La culpabilisation de l’Occident a encore fait florès avec l’arrivée des talibans à Kaboul. La presse titre sur l’échec américain et la victoire express des fondamentalistes islamistes. Le retrait occidental était prévu, mais il semble avoir été imposé par la victoire des talibans. De là à évoquer la défaite des États-Unis il n’y a qu’un pas. Il a été immédiatement franchi. A tort.

 

Effet d’image ou défaite occidentale ?

Les professionnels des médias se focalisant toujours sur l’image que produit un évènement ou un discours, ils peuvent effectivement considérer que le retrait précipité des États-Unis altère leur image de puissance dominante. On ajoute évidemment que les chinois jubilent, que les russes sourient et que les fondamentalistes de tout poil espèrent d’autres victoires.

Un effet négatif d’image est-il une défaite historique ? Voilà la véritable question. Que s’est-il passé véritablement ? Tout simplement une tentative américaine de construire en Afghanistan un État moderne et démocratique. L’expression utilisée à outrance par la presse est « nation-building » : la construction d’une nation.

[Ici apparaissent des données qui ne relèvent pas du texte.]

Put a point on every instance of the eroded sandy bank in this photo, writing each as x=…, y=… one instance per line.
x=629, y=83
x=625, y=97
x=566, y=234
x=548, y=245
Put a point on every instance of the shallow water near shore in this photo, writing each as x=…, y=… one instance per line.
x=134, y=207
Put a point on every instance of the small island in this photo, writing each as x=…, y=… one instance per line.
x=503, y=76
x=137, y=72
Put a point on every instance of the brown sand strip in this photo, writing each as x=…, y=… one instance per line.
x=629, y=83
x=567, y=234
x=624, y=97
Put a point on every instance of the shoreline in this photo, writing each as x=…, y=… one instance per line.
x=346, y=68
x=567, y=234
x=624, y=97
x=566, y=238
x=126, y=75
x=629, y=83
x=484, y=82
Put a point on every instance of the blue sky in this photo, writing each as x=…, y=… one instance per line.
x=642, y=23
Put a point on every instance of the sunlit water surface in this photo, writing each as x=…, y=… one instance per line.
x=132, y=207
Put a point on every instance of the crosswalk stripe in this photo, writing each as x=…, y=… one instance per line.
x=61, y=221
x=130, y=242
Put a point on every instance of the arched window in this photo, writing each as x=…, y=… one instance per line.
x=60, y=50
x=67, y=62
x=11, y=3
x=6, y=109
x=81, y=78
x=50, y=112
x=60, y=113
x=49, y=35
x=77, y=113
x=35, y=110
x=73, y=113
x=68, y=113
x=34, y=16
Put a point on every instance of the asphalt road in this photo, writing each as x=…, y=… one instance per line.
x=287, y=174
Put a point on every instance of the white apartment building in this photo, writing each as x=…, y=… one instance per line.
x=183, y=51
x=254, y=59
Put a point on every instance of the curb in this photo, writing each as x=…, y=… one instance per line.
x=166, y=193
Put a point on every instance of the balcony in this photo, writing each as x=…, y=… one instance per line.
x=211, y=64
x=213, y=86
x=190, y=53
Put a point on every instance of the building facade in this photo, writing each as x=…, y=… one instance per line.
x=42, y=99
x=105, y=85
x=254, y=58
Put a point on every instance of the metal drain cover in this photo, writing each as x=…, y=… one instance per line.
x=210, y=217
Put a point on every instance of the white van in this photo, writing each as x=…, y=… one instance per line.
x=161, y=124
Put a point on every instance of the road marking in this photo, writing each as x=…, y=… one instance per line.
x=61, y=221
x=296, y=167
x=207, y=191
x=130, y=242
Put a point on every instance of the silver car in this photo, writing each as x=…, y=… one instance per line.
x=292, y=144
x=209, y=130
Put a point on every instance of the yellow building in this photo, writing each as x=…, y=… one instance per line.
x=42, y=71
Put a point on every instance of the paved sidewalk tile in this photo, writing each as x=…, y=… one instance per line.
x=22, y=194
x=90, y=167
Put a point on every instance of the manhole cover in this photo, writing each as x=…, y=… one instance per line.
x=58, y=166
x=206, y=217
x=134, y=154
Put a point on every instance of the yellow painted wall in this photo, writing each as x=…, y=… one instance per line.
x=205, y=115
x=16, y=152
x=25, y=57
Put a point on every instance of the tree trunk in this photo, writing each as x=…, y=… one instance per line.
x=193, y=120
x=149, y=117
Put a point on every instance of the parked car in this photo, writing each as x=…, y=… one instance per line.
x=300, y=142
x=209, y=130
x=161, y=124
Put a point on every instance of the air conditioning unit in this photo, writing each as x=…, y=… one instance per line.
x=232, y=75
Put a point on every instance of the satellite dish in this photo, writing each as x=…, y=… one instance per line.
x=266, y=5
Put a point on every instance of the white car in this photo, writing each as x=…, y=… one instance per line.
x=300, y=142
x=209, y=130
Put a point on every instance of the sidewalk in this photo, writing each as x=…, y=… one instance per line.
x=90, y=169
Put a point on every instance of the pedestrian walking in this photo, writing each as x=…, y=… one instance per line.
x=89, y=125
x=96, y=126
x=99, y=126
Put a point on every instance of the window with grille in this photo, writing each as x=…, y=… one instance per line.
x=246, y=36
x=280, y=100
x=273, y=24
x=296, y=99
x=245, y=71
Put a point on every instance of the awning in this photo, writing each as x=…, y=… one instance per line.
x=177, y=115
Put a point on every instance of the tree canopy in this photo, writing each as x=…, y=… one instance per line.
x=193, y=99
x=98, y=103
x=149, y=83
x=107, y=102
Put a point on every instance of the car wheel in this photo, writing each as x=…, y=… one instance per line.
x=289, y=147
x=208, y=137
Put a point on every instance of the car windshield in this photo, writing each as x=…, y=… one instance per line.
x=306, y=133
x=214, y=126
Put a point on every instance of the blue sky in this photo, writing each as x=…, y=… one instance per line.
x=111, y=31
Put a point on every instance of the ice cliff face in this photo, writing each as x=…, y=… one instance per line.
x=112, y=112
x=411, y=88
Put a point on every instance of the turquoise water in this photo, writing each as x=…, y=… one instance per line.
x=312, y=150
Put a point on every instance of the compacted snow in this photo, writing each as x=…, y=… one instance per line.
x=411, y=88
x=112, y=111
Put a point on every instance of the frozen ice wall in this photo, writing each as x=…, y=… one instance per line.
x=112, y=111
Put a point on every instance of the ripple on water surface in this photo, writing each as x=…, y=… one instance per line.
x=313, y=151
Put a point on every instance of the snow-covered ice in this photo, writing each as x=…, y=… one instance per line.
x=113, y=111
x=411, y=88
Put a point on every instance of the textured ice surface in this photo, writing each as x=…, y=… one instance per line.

Le projet initial, après les attentats du 11 septembre 2001 aux États-Unis, était beaucoup plus modeste : traquer les terroristes d’Al-Qaïda et les empêcher de faire de l’Afghanistan une base arrière. Mais pour des raisons complexes, la dérive vers la construction d’un État démocratique a eu lieu. Le fameux droit d’ingérence a même été invoqué puisqu’évidemment les droits de l’homme figurant dans la Déclaration universelle ne sont absolument pas respectés en Afghanistan, comme d’ailleurs dans tous les pays sous domination islamiste.

 

Du Moyen Âge au 21e siècle en 20 ans ?

Que de généreuses intentions ! Mais quelle naïveté ! Les sociétés moyenâgeuses ne sont pas moins complexes politiquement et sociologiquement que les sociétés développées d’Occident. Elles ne peuvent pas évoluer en quelques décennies vers la modernité, alors qu’il nous a fallu des siècles pour effectuer le parcours. Voilà une évidence que les occidentaux ont négligée. Il n’est pas infâmant de se tromper en cherchant à faire le bien.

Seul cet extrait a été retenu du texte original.